The middle section, which is some 400 pages long, is a quilt of oral histories from dozens of characters describing their encounters with Belano and Lima, covering twenty years. The witnesses' accounts range from Mexico to Barcelona to Paris to Israel to Liberia. Some of these accounts are short stories unto themselves, such as an Englishwoman remembering driving across Europe in a van full of hitchhikers, or a woman professor in Mexico City hiding out from a campus siege by police in the ladies' room, or an attorney with a fondness for Latin recalling Belano when he was a camp attendant rescuing a child from a crevasse, but would end up having an affair with the lawyer's daughter. Some of these are quite funny, such as the story about Belano challenging a critic to a duel, and the two clash swords on a beach as their incredulous seconds look on, and some of them are dramatic or sorrowful, such as the experiences of journalists in war-torn Africa.
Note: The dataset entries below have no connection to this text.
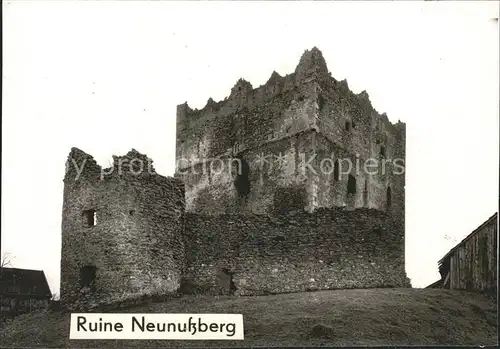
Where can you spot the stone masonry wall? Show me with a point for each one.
(294, 252)
(135, 246)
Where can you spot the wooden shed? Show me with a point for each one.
(472, 264)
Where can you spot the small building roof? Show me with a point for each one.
(28, 282)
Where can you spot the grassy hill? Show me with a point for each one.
(338, 318)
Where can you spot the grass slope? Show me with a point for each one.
(337, 318)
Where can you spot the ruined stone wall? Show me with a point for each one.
(135, 245)
(273, 168)
(294, 252)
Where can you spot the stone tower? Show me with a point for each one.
(121, 230)
(300, 141)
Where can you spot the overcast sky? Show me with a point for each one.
(107, 76)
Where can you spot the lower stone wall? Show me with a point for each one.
(296, 252)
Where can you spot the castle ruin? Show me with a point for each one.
(293, 186)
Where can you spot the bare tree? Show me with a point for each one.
(6, 260)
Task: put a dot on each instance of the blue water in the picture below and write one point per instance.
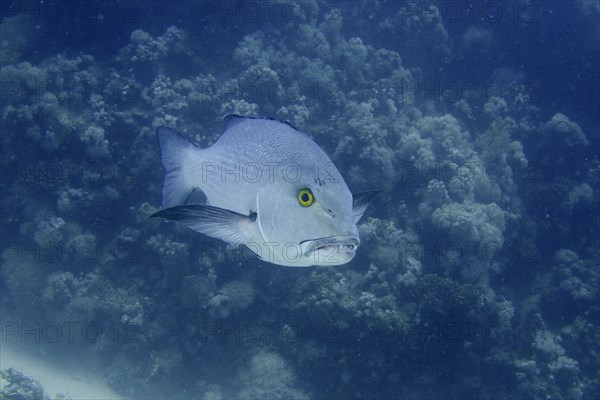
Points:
(477, 274)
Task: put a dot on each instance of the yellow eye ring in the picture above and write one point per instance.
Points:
(305, 197)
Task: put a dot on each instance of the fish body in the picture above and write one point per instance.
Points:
(266, 186)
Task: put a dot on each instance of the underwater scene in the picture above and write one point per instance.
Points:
(426, 174)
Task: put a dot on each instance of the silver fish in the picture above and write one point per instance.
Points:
(264, 185)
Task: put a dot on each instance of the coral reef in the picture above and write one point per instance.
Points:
(477, 272)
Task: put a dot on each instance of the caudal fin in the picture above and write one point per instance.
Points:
(175, 151)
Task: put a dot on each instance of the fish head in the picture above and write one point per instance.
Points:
(308, 223)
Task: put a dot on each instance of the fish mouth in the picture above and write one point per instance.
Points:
(332, 248)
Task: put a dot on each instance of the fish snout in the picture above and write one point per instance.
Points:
(333, 250)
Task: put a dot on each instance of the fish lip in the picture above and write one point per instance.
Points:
(346, 243)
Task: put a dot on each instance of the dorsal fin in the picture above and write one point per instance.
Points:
(233, 119)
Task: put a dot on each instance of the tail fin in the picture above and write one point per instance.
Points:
(174, 151)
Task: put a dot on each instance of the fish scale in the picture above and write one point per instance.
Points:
(268, 215)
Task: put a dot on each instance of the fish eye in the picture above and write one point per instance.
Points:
(305, 197)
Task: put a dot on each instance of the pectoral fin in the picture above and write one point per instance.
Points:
(360, 202)
(216, 222)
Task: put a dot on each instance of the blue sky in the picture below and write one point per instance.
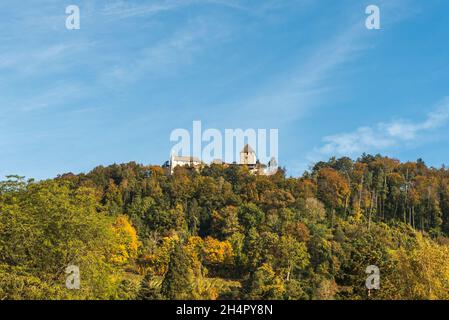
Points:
(114, 90)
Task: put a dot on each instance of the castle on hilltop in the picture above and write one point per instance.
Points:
(247, 158)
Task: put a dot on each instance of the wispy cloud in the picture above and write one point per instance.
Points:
(127, 9)
(383, 135)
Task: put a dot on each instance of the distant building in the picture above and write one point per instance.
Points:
(247, 158)
(181, 161)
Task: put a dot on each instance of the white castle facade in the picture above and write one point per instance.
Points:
(247, 158)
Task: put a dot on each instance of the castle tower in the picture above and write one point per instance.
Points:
(248, 156)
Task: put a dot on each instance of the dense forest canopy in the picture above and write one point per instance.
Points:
(137, 232)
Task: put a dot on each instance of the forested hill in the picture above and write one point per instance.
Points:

The only two characters we don't hear from are Belano and Lima themselves. Instead we form our perception of them through others. It's sort of like the five blind men and the elephant, only in this instance it's forty-some people. If the similarity of the name isn't enough to give it away, Belano is based on the author himself, and Lima on his best friend Mario Gonzalez. They are like the Sal Paradise and Dean Moriarty of Mexico, and this sprawling narrative does recall the best work of the Beats.

The third portion of the book resumes the diary, as Belano and Lima track down the poetess in the desert while the pimp is on their tail. It certainly is no coincidence that the first names of the two characters, Arthur and Ulysses, are names from literature of characters who on quests, as these two are wandering in the desert in search of something without knowing quite why, although when they find it it ends up saving them.

The translation is by Natasha Wimmer, and it is masterful considering how difficult it must have been, given the vernacular and also the excessive use of poetic terms of art. It should be noted that a working knowledge of Latin-American writers would help, as at times they are listed for several paragraphs. I wasn't quite sure who were real and who were fictional, although I was helped by knowing who Octavio Paz is (the Nobel laureate is the kind of poet the visceral realists hate).

This is not a book for the beach (unless it is a Mexican beach), as it takes a considerable amount of attention, trying to keep all the characters straight. It wouldn't do well to stop this book and try to start it again some days later. In fact, the best way to absorb this book would probably be to read it twice, but that's something most people don't have the luxury to do.